In 2016, the PE environment in Asia was no doubt affected by the stalled global economy, caused by multiple factors from around the world. In the first 11 months of 2016, in terms of M&A activities in the region, deal value fell from US$758.2 billion to US$594.7 billion, while the number of deals declined from 3,371 to 3,191 compared to the same 11-month period in the previous year. Yet, buyout and exit volumes across the Asia Pacific region edged up slightly.

According to the statistics1, the technology sector dominated the M&A deals in Asia in 2016, mainly attributable to China’s ongoing transformation to a more consumption and technology driven economy. The National Bureau of Statistics of China also found that the country’s retail sales has grown by 9.6%, while online sales boomed, surging 26.2% year on year to reach 5.16 trillion yuan.
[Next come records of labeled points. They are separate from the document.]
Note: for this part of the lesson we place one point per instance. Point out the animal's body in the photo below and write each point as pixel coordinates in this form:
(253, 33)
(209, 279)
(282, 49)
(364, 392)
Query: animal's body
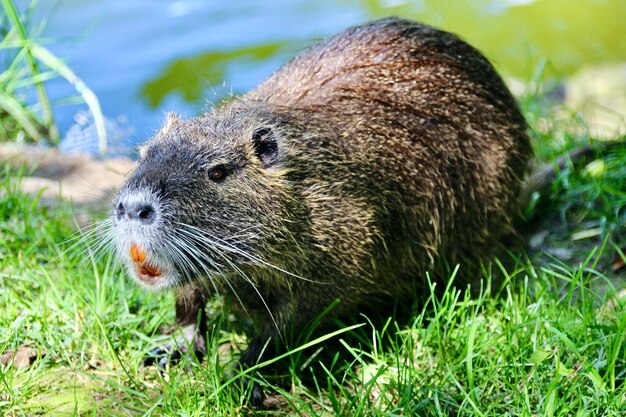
(385, 152)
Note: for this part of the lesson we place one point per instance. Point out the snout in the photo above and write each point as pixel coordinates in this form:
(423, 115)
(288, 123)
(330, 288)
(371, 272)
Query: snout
(140, 211)
(140, 236)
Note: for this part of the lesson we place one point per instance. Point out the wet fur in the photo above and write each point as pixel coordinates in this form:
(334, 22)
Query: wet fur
(399, 152)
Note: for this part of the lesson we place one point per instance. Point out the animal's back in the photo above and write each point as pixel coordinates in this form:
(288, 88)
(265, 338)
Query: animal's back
(419, 131)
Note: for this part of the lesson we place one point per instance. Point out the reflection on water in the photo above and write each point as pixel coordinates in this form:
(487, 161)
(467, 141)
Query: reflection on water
(146, 57)
(191, 76)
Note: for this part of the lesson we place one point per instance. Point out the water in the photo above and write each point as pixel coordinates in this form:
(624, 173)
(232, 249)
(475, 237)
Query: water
(146, 57)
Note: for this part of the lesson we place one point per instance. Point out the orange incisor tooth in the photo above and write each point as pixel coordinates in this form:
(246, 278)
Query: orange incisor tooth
(137, 254)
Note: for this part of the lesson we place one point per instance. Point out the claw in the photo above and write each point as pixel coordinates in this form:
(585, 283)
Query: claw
(172, 352)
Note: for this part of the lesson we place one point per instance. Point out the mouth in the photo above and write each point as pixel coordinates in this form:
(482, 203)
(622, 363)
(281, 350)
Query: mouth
(144, 271)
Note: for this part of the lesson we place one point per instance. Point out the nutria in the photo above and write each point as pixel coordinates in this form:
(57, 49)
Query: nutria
(388, 151)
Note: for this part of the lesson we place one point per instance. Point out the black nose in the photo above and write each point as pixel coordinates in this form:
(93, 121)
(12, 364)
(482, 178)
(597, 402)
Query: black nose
(143, 212)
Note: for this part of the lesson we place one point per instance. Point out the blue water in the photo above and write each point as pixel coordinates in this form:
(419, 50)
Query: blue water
(118, 46)
(143, 58)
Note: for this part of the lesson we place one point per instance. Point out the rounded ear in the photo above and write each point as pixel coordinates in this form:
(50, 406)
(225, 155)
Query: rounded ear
(265, 146)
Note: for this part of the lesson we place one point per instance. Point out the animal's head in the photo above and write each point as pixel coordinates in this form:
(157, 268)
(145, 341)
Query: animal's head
(205, 198)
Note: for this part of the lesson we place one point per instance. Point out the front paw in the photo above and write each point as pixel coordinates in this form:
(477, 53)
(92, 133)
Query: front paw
(188, 343)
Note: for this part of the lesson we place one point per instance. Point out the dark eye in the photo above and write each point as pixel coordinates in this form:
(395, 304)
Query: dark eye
(217, 174)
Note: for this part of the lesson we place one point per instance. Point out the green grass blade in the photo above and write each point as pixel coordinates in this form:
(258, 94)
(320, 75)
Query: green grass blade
(88, 95)
(11, 12)
(20, 114)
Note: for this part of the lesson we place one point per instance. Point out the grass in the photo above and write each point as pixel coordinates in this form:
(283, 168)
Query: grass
(22, 57)
(549, 341)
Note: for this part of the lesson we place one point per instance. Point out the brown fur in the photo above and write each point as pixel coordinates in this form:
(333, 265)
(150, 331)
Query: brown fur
(399, 151)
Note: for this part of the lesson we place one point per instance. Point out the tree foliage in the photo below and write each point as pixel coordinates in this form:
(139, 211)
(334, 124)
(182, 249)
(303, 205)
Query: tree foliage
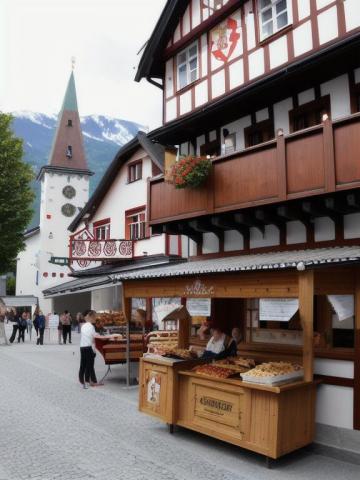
(16, 196)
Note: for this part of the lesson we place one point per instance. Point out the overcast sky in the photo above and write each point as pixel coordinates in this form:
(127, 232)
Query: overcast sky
(39, 37)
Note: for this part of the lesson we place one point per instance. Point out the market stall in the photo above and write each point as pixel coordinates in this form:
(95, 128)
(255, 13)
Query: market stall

Both the energy, mining and utilities sector and the financial sector saw a significant fall in terms of M&A value over the past 12 months. Stepping into 2017, with the Chinese government’s adoption of a policy aiming at abating capital outflow, the market anticipates an upturn in domestic M&A activities in the TMT (technology, media and telecommunications) and environmental sectors. Moreover, sectors such as pharmaceuticals, medical and biotechnology and environmental protection sectors will also fare well against the backdrop of aging population and rising environmental awareness in China.

Enhancing asset value through differentiation and innovation

Faced with ongoing turbulence in the world economy, as well as increasing fierce competition from sovereign funds and insurance companies, PE firms must strive to enhance their abilities in key areas such as operations, technology etc. and begin pursuing innovative specialisation strategies in fields such as industry expertise, operational focus and market segmentation to enhance their market positions.

Mr. Tong continued, “Innovative practices are proven to maximise the effectiveness of acquisition strategies. Such measures are also likely to reveal previously hidden opportunities for performance enhancement and drive value creation. Ultimately, innovation is the engine that empowers far-sighted organisations to transform brilliant ideas into sizeable returns.”

Secondary buyout exit strategy favoured as market volatility hinders IPOs

Trade sales were ranked the top PE exit strategy from 2012 to 2016 and accounted for over 50% of all exits during that period. However, the secondary buyout exit strategy has picked up across Asia and around the world in 2016, and is likely to continue its upward trend in 2017 as more traditional strategies, such as IPOs, has become less attractive due to public market volatility and stricter regulatory measures.

Mr. Tong said, “High purchase price multiples, growing global political and economic uncertainties and intensified competition from sovereign funds and insurance companies have caused PE-backed deal volumes to decline globally. The lack of worthwhile deals is also the main reason why excessive capital, or ‘dry powder’, has been kept by the PE funds in the market.”

Mr. Tong concludes with his view on the prospect of the PE sector, “Despite such an uncertain and challenging macro-environment, the outlook for Asia’s PE market remains cautiously optimistic. Ideally placed to benefit from the ‘Belt and Road’ related infrastructure opportunities, we foresee that investors looking to absorb external capital for their projects will continue to converge in Hong Kong in large numbers. We are also confident that emerging markets in Asia have great potential for growth, especially in the TMT and environmental sectors. The commencement of the Shenzhen-Hong Kong Stock Connect in late 2016 has inevitably enhanced Hong Kong’s position as a global offshore Renminbi business hub. Moreover, encouraging progress by the Mutual Recognition of Funds arrangement between Hong Kong and mainland China will also expand the distribution network of Hong Kong’s fund industry and pave the way for the territory’s emergence as a fully-fledged fund-service centre. Although 2017 might be a challenging year, we believe that Hong Kong and mainland-based PE firms are well-positioned to seize opportunities amidst uncertainty and generate favourable returns.”